Ma nel frattempo anche il governo e la Regione intervennero…
Ci furono iniziative da parte del governo, provvedimenti del ministro della Salute che inviò un atto di indirizzo alle regioni diretto a vietare a tutte le strutture sanitarie pubbliche e private convenzionate l’interruzione dell’idratazione e dell’alimentazione forzata. Ci fu anche il rifiuto della Regione Lombardia di dare attuazione alla sentenza dopo un provvedimento del governatore della Lombardia (Formigoni, ndr) nelle proprie strutture tanto che Englaro dovette andare in Friuli. Fu presentato un ricorso a Strasburgo che fu rigettato perché inammissibile. Una serie di iniziative illogiche, irrazionali, estemporanee in una ossessiva rincorsa a impedire che una sentenza legittimamente emessa venisse eseguita. Questo fu veramente un momento di barbarie giuridica. Senza parlare degli attacchi personali nei miei confronti, lettere anonime, articoli…
Hai ricevuto minacce?
Ricordo benissimo una lettera anonima in cui si augurava alle mie figlie di subire la stessa sorte di Eluana. Su alcuni giornali erano riprodotte mie foto, una personalizzazione della sentenza. Che non è di Gabriella Luccioli, né di Alberto Giusti (il giudice estensore) è una sentenza della corte di Cassazione.
Dieci anni fa Eluana moriva. Cosa ha portato il suo caso nella vita di tutti noi?

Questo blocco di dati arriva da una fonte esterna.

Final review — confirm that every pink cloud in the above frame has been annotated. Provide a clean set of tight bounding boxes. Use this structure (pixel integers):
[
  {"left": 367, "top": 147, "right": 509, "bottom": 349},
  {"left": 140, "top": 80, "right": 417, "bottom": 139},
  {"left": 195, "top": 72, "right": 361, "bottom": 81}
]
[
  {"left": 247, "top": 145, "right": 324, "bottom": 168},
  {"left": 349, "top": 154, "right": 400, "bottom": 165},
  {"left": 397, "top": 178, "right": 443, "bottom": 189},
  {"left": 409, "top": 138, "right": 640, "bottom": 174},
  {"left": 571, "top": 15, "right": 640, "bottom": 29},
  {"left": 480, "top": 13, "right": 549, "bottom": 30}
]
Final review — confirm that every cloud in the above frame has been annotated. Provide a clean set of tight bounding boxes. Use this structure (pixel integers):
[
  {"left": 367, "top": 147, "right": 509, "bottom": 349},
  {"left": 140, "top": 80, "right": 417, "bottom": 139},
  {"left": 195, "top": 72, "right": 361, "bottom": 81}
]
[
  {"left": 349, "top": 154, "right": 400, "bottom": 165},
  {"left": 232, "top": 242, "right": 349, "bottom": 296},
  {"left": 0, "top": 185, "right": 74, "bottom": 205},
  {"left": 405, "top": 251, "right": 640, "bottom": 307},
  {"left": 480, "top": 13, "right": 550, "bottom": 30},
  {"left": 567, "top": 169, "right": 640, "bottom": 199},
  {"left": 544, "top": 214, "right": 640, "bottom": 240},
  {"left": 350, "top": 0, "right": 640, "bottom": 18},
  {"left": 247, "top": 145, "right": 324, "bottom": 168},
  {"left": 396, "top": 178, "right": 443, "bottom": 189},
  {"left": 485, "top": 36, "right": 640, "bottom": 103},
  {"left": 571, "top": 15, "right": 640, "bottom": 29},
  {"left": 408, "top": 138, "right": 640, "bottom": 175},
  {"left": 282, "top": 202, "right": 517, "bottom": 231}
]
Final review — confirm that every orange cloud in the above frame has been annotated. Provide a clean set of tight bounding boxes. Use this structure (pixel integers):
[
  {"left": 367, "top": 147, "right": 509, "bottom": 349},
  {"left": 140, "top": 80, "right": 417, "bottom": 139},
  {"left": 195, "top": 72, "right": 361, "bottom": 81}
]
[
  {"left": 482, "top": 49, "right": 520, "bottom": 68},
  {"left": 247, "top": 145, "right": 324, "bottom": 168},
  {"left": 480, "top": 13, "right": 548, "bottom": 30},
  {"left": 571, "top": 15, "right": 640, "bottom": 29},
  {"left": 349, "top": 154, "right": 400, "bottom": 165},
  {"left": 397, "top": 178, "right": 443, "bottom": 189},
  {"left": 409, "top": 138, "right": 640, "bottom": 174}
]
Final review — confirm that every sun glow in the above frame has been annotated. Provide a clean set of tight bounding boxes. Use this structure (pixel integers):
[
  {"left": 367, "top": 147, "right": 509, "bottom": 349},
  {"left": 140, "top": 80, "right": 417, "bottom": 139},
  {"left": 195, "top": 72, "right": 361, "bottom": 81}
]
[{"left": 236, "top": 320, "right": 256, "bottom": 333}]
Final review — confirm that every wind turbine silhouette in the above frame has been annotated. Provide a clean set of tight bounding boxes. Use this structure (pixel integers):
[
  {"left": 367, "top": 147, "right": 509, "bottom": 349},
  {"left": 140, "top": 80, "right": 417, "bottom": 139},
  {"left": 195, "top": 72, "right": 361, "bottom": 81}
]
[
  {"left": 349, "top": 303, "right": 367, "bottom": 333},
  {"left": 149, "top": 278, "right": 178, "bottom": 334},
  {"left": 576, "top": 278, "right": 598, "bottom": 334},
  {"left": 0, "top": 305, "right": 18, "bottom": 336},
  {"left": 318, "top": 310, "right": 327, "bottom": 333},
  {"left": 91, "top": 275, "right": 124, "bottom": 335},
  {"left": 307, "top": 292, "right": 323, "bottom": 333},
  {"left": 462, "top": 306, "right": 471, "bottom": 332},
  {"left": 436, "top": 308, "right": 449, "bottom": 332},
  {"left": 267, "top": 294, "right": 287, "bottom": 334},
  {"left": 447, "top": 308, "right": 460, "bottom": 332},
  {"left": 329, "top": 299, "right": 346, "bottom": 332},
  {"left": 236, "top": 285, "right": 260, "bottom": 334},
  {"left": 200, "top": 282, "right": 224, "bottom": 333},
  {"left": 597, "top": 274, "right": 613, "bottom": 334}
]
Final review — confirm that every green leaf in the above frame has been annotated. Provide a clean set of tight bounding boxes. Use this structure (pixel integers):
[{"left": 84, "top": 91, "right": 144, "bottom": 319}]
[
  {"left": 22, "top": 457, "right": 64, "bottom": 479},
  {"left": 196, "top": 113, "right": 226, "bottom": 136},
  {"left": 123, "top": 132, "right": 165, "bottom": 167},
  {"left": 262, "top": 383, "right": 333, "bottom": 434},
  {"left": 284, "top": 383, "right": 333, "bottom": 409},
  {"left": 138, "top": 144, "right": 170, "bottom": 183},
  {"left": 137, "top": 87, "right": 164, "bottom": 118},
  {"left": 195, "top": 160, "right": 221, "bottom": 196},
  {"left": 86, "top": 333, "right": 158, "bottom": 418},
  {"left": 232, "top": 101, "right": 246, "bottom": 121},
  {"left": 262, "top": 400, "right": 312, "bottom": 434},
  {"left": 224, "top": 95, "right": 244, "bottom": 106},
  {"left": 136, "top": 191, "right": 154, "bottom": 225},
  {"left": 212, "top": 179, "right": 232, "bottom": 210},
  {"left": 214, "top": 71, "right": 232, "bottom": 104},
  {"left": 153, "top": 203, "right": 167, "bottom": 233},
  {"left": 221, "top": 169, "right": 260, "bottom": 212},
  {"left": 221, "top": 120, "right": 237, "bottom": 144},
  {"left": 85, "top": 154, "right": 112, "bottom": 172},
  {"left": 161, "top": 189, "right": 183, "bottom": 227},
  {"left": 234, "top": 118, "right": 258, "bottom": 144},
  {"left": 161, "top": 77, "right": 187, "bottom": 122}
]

Ho la sensazione di aver reso una buona sentenza, insieme al collegio, dopo uno studio attento del diritto costituzionale, del diritto internazionale, diritto dei trattati, della giurisprudenza. Sotto questo punto di vista il mio stato d’animo è stato ed è di assoluta serenità. Ritengo che siano scaturiti effetti positivi, finalmente abbiamo la legge 219 che è una buona legge. Anche se so che ci sono difficoltà applicative soprattutto per le Dat (le disposizioni anticipate di trattamento, ndr). Ora si parla di una legge che regoli il suicidio assistito a seguito del caso Cappato sui cui si espressa la Corte costituzionale.
Per riempire un vuoto normativo…
Vediamo se nel termine (29 settembre 2019, ndr) il Parlamento avrà la capacità, la forza, la volontà soprattutto di articolare una legge che regoli questa materia che è molto più avanti rispetto quella che abbiamo affrontato noi.
Ogni volta c’è un confine che va segnato e superato…
Credo che sia opportuno aspettare un momento. Indubbiamente l’articolo 580 (contestato a Marco Cappato, ndr) parifica l’aiuto e istigazione. La Consulta però la questione della parificazione è stata ritenuta addirittura subordinata rispetto alla necessità di dare una norma alla possibilità a chi vive nella condizione di totale inabilità e insopportabilità del suo stato di scegliere di non vivere più. C’è una grossissima apertura. La Consulta ha ritenuto di non poter rispondere subito ma di aspettare, in una dialettica feconda come dovrebbe sempre essere, il Parlamento. La sensibilità è maturata su questo fronte, siamo molto al di là delle reazioni che accompagnarono la nostra sentenza
Ha parlato di barbarie. Se fosse stata nella condizione di Eluana cosa avrebbe voluto?
È una risposta personale, non avrei accettato di vivere così. Ma la mia sensazione, il mio pensiero è di poco interesse, del tutto marginale. Abbiamo cercato di parlare in termini di diritto.